Fortunately one of the big advantages of value investing is that you usually skipped out on an awful lot of losing (you bought after it dropped XX% that’s what made it attractive enough to meet your metrics) and companies very often recover fully from a period where they have a few bad quarters because of the market shifting… and when that happens you often end up crushing the market over the lifetime of the investment despite being down a meaningful amount for a lot of that time period.

But yeah it’s very normal to buy something and then lose 25-50% waiting for it to bottom out and begin recovering. It’s so common that I typically leave room to buy the stock 2-3 additional times should the stock fall from the level where I buy it the first time. Obviously it’s really important to keep tabs on what is happening in the real world and making sure that isn’t eroding, but markets simply are not efficient and that means sometimes something that is already cheap is going to get sold even cheaper before it starts to recover. You can’t build your entire strategy on exploiting the rather substantial gaps between the prices things are selling for vs what they are worth in real life and then bitch that it isn’t valuing your stuff fairly… that doesn’t make any sense. Of course it isn’t valuing your stuff fairly lol.

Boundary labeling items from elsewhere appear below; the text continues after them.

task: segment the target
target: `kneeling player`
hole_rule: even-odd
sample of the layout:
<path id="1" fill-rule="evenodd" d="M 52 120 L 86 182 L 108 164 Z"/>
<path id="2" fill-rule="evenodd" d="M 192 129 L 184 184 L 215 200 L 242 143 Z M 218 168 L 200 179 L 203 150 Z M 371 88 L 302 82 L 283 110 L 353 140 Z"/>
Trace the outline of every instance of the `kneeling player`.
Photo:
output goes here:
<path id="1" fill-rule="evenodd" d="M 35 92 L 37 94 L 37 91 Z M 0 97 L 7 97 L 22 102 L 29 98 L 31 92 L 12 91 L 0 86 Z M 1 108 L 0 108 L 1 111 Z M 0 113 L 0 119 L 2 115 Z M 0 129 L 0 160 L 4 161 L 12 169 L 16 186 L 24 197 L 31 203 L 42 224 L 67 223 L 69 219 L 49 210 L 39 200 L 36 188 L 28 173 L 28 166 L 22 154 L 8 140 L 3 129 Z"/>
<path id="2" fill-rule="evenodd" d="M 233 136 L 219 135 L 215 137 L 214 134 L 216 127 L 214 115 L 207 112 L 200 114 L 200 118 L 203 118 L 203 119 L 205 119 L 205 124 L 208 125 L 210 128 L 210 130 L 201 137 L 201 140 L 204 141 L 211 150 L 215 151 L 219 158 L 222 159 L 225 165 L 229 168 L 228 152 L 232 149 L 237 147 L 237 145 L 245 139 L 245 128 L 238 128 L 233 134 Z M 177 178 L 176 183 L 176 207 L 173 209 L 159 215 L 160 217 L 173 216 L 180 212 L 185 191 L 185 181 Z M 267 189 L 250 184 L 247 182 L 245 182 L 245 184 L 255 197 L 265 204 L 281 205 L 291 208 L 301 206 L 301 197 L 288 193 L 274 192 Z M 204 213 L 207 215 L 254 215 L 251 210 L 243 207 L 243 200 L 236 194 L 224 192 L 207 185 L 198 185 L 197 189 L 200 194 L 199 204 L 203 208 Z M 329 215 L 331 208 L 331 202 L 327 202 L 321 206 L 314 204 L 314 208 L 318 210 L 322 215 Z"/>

FWIW I don’t think MBUU got less fair as it went down from the 50’s to where it is now. Things have gotten materially worse for their business. Thing is it was very cheap in the 50’s and its very cheap now. I bought two allocations of it with my first entry being at ~58 and my second entry being at 43. I think this retailer going bust is a sign of the times. Fortunately MBUU seems to be pretty well positioned to ride this out until rich people start splurging again. I don’t think betting against rich people buying nice shit in the long run makes much sense.